"I'm on fire when you're near me,

I'm on fire when you speak"

It has been a long time since I went skygazing. I think it was a perk of being at home at that unhurried time. But looking at the star studded firmament always soothed my entity. Then, once I saw the vastness of the sea. The same catharsis ensued. Recently, I got a chance to see the sea again, but the experience did not reverberate initially. I figured out why, because I saw a confined sea, I could see the crescent of land on either sides. It was a revelation.

Night Sky

The infinite intrigues me, it doesn't make me feel insignificant but causes a maelstrom of thought streams. The definition (of infinity) is such that it has no end. So it does not matter where I stand, I am always in the center, just because either side is the side of infinite. It gives me hope, that I have infinite potential to learn, and to commit errors. It doesn't belittle me, but urges me to look at the bigger picture (Though I am shortsighted up to a few years at best). It gives me a sense of belonging which sometimes is so placating that I let go of details.

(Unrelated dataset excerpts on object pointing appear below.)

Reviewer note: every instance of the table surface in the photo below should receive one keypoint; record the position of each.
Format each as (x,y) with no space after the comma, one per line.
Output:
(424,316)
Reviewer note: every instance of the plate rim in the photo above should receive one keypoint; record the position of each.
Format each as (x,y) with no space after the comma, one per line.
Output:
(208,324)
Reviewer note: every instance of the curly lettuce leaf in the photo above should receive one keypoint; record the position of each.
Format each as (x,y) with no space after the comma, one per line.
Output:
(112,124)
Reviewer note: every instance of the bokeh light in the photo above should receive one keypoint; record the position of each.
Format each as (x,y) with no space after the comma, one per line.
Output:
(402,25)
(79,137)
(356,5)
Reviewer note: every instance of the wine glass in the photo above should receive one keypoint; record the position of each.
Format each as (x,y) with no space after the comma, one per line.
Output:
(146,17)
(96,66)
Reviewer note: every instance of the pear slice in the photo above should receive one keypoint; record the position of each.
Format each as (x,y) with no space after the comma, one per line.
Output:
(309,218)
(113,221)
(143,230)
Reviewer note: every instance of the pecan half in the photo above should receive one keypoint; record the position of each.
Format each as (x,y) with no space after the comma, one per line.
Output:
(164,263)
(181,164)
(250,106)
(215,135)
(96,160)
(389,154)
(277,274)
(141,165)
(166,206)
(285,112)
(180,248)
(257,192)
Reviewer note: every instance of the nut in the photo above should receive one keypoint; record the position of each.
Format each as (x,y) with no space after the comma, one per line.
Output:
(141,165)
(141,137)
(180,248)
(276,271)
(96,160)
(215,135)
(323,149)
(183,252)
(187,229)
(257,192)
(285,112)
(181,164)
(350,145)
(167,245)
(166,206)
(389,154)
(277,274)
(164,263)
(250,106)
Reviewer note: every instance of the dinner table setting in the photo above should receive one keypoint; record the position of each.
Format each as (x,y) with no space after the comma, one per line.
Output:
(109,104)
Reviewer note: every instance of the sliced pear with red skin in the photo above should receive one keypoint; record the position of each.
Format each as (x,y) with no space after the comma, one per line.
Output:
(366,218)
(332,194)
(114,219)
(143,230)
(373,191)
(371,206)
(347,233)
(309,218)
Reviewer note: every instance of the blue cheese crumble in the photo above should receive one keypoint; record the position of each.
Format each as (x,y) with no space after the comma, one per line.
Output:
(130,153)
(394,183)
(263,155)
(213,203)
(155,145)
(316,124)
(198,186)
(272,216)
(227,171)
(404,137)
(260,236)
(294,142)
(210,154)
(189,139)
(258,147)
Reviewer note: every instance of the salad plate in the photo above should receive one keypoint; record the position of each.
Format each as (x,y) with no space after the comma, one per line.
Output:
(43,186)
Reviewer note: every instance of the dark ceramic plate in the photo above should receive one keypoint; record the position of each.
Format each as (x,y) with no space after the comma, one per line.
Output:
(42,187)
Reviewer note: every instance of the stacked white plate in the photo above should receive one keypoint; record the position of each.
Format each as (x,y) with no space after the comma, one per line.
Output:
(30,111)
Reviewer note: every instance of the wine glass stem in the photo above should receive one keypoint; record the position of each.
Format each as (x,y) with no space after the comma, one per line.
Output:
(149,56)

Incidentally, this trip into the sea also revealed a different point of view that I had not noticed before. While we were out there in the sea, seldom did we turn the lenses towards the horizon. Constantly capturing the finiteness of land, the comforting feeling of being 'near' a closure, of being somewhere, of having a direction for the otherwise rudderless boat. What is there at the horizon? Nothing! Exactly, and that is something no one can capture. A photograph of sea and sea all through?

When I pronounce the word Nothing,
I make something no non-being can hold.

Clicking the macros and missing out on the panoramas? A person seldom does both, the photographer. I think that also reflects how we lead our lives, living in the essence of minute details, or in capturing the bigger picture. It is up to us, but I am afraid the choices were made when we were least bothered.